Michael Kuznetsov said...

Lawrence:

I would like to emphasize one simple fact that the recently emerged separate country in question – the Ukraine – has had no historical proper name of its own.
The matter is that in all of the Slavic languages the word "ukraine" means one and the same thing – "a borderland" or "a rimland".

This meaning is absolutely obvious and pellucid for all of the Slavic peoples in Eastern, Western and Southern Europe indiscriminately, all of them having had the same common ancient word-stem "krai" in their vocabularies with the following meaning: "border", "rim", "part", "a part of the land", etc.
Since the prefix "u" means "at" (like the French preposition "chez"), so the world "ukraine" means nothing else but "a part of the land at the border," or in short: "a borderland."

Which is why the correct English form of the country’s name must be THE Ukraine, with the definite article, because there exist a great many of various "ukraines" or "borderlands" in the world, yet it is only one of them that has become a separate state, and which has assumed the name Borderland or the Ukraine as its official name.

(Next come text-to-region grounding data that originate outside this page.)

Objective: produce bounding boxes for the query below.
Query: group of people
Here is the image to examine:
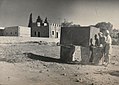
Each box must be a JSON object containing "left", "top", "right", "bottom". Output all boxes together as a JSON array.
[{"left": 89, "top": 30, "right": 112, "bottom": 66}]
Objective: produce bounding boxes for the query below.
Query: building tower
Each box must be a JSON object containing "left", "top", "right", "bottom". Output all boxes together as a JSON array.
[
  {"left": 36, "top": 16, "right": 43, "bottom": 27},
  {"left": 44, "top": 17, "right": 49, "bottom": 26},
  {"left": 28, "top": 13, "right": 33, "bottom": 27}
]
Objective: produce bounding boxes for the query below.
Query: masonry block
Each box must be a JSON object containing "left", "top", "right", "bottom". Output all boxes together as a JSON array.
[
  {"left": 80, "top": 46, "right": 90, "bottom": 64},
  {"left": 60, "top": 45, "right": 75, "bottom": 63},
  {"left": 60, "top": 26, "right": 100, "bottom": 47},
  {"left": 60, "top": 26, "right": 100, "bottom": 63}
]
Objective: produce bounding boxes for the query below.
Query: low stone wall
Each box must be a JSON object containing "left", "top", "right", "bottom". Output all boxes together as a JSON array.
[{"left": 0, "top": 37, "right": 60, "bottom": 44}]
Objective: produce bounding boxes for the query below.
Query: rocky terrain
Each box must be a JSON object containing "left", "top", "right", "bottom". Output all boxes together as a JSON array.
[{"left": 0, "top": 42, "right": 118, "bottom": 85}]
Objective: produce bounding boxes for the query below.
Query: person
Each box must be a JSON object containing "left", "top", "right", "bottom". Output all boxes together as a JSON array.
[
  {"left": 98, "top": 32, "right": 106, "bottom": 65},
  {"left": 98, "top": 32, "right": 106, "bottom": 47},
  {"left": 95, "top": 34, "right": 100, "bottom": 47},
  {"left": 89, "top": 38, "right": 94, "bottom": 63},
  {"left": 103, "top": 30, "right": 112, "bottom": 66},
  {"left": 89, "top": 35, "right": 101, "bottom": 64}
]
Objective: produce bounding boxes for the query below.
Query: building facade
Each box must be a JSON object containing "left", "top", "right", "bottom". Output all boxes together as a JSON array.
[
  {"left": 28, "top": 13, "right": 61, "bottom": 39},
  {"left": 0, "top": 27, "right": 4, "bottom": 36},
  {"left": 4, "top": 26, "right": 31, "bottom": 37},
  {"left": 28, "top": 13, "right": 49, "bottom": 38},
  {"left": 49, "top": 23, "right": 61, "bottom": 39}
]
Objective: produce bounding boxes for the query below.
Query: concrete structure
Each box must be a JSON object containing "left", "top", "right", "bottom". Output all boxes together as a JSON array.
[
  {"left": 49, "top": 23, "right": 61, "bottom": 39},
  {"left": 60, "top": 45, "right": 75, "bottom": 63},
  {"left": 0, "top": 27, "right": 4, "bottom": 36},
  {"left": 60, "top": 26, "right": 100, "bottom": 63},
  {"left": 60, "top": 26, "right": 100, "bottom": 47},
  {"left": 4, "top": 26, "right": 31, "bottom": 37}
]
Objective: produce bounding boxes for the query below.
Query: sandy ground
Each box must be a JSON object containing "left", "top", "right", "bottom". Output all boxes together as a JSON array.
[{"left": 0, "top": 43, "right": 118, "bottom": 85}]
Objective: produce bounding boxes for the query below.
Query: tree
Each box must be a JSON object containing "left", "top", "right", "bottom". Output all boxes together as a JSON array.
[
  {"left": 95, "top": 22, "right": 113, "bottom": 32},
  {"left": 28, "top": 13, "right": 33, "bottom": 27},
  {"left": 70, "top": 24, "right": 80, "bottom": 27},
  {"left": 61, "top": 21, "right": 73, "bottom": 27},
  {"left": 61, "top": 20, "right": 80, "bottom": 27}
]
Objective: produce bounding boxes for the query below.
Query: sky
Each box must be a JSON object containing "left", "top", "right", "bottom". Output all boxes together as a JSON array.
[{"left": 0, "top": 0, "right": 119, "bottom": 29}]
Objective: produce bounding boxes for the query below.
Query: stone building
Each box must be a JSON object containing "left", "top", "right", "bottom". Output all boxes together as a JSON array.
[
  {"left": 4, "top": 26, "right": 31, "bottom": 37},
  {"left": 0, "top": 27, "right": 4, "bottom": 36},
  {"left": 49, "top": 23, "right": 61, "bottom": 39},
  {"left": 28, "top": 13, "right": 49, "bottom": 37},
  {"left": 28, "top": 13, "right": 61, "bottom": 38}
]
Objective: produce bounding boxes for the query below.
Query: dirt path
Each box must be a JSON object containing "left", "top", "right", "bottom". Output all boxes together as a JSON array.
[{"left": 0, "top": 43, "right": 118, "bottom": 85}]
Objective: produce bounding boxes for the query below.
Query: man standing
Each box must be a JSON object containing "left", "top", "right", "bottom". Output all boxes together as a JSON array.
[
  {"left": 103, "top": 30, "right": 112, "bottom": 66},
  {"left": 98, "top": 32, "right": 106, "bottom": 61}
]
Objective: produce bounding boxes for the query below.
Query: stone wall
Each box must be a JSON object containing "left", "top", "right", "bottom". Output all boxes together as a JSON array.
[
  {"left": 4, "top": 26, "right": 19, "bottom": 36},
  {"left": 0, "top": 37, "right": 59, "bottom": 44},
  {"left": 60, "top": 26, "right": 100, "bottom": 47},
  {"left": 60, "top": 27, "right": 90, "bottom": 47}
]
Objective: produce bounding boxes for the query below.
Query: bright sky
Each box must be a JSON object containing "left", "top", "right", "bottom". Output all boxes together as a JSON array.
[{"left": 0, "top": 0, "right": 118, "bottom": 29}]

At the present time, the Ukraine is being a mini-empire, consisting of seven parts: 1. Malorossia (Little Russia), 2. Novorossia (New Russia), 3. the Crimea, 4. Slobozhanshchina (Sloboda), 5. Volhynia-Podolia, 6. Galicia, and 7. Ruthenia (Red Russia). Of which only numbers 5 and 6 are inhabited by the native speakers of the so-called Ukrainian language, the latter being a cross between Polish and Russian.

I have lived for 25 years -- a significant part of my lifetime -- in what is now a separate state called the Ukraine. Not only have I lived there, but also I did extensively travel across the Ukraine. I have been to the following cities and towns there in the Ukraine: Odessa, Ilyichevsk, Nikolayev, Kherson, Ochakov, Zaporozhye, Dniepropetrovsk, Simferopol, Sevastopol, Yalta, Kerch, Donetsk, Makeyevka, Mariupol, and many other smaller places.
Everywhere only the Russian language is being spoken, both in the street, or at home, or at any public or governmental office. For all of the 25 years I have heard the so-called Ukrainian dialect spoken in the street only once – it occurred when I visited Lvov.

This GALLOP website will show you that about 83 percent of the Ukrainian citizens regard the Russian language as their true Mother Tongue:
http://www.gallup.com/poll/109228/Russian-Language-Enjoying-Boost-PostSoviet-States.aspx?version=print

Except for the rabid russophobic Galicians from Lvov, we are one nation, temporarily devided.

That is that, whether you like it or not.